10:15 - 12:15
Parallel sessions 4
+
10:15 - 12:15
Wed-S6
Room: Waalsprong 1+2
Chair/s:
Veronica Lee Flores, Joost X Maier
Experience-dependent plasticity of gustatory insular cortex circuits and taste preferences
Wed-S6-005
Presented by: Arianna Maffei
Arianna Maffei 1, 2, Hillary Schiff 1, Joshua Kogan 1, 2, Maria Isaac 1, 2, Lindsey Czarnecki 1, Alfredo Fontanini 1, 2
1 Department of Neurobiology and Behavior, Stony Brook University, 2 Graduate Program in Neuroscience, Stony Brook University
­Early taste experience in human infants, for example, has lasting effects on taste preferences, likely resulting in an appreciation of foods from someone’s youth and cultural heritage.

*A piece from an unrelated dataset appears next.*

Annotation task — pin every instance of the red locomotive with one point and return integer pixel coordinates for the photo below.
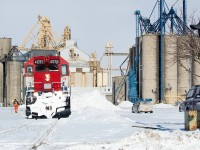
(47, 87)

Taste preferences also influence consumption of nourishing food and avoidance of dangerous substances. Although evidence suggests that early experience may influence preference, it is not known whether this effect is limited to critical periods or extends throughout life. Furthermore, the involvement of cortical circuits for taste in the establishment of taste preferences has not been investigated. Using a brief access test, we determined that exposure to a variety of tastes in weanling mice (early exposure “EE”) persistently enhanced the preference for sweet tastants compared to naïve mice exposed only to water and chow. The same exposure in adult mice did not affect sucrose preference, pointing to the presence of a sensitive window for the development of taste preference. The modulation of preference depended on the presence of nutrients and calories as well as an intact olfactory epithelium. EE modulated neural function, resulting in a relative increase in inhibition in gustatory cortex (GC) and sharpened representation of sucrose concentrations. In line with increased inhibition, we observed increased inhibitory synaptic transmission in GC following EE and accelerated accumulation of perineuronal nets (PNNs) on parvalbumin (PV+) expressing GABAergic neurons. Degrading PNNs with intra-GC infusions of chondroitinase ABC restored sensitivity to taste exposure in adults, indicating that accumulation of PNNs within GC are a limiting factor to the plasticity of taste preference. These results establish a link between early nutrition and brain development, point to the presence of a critical period for the postnatal modulation of taste preferences, and identify inhibitory circuits in GC as essential contributors to the formation and maintenance of the preference for sweet.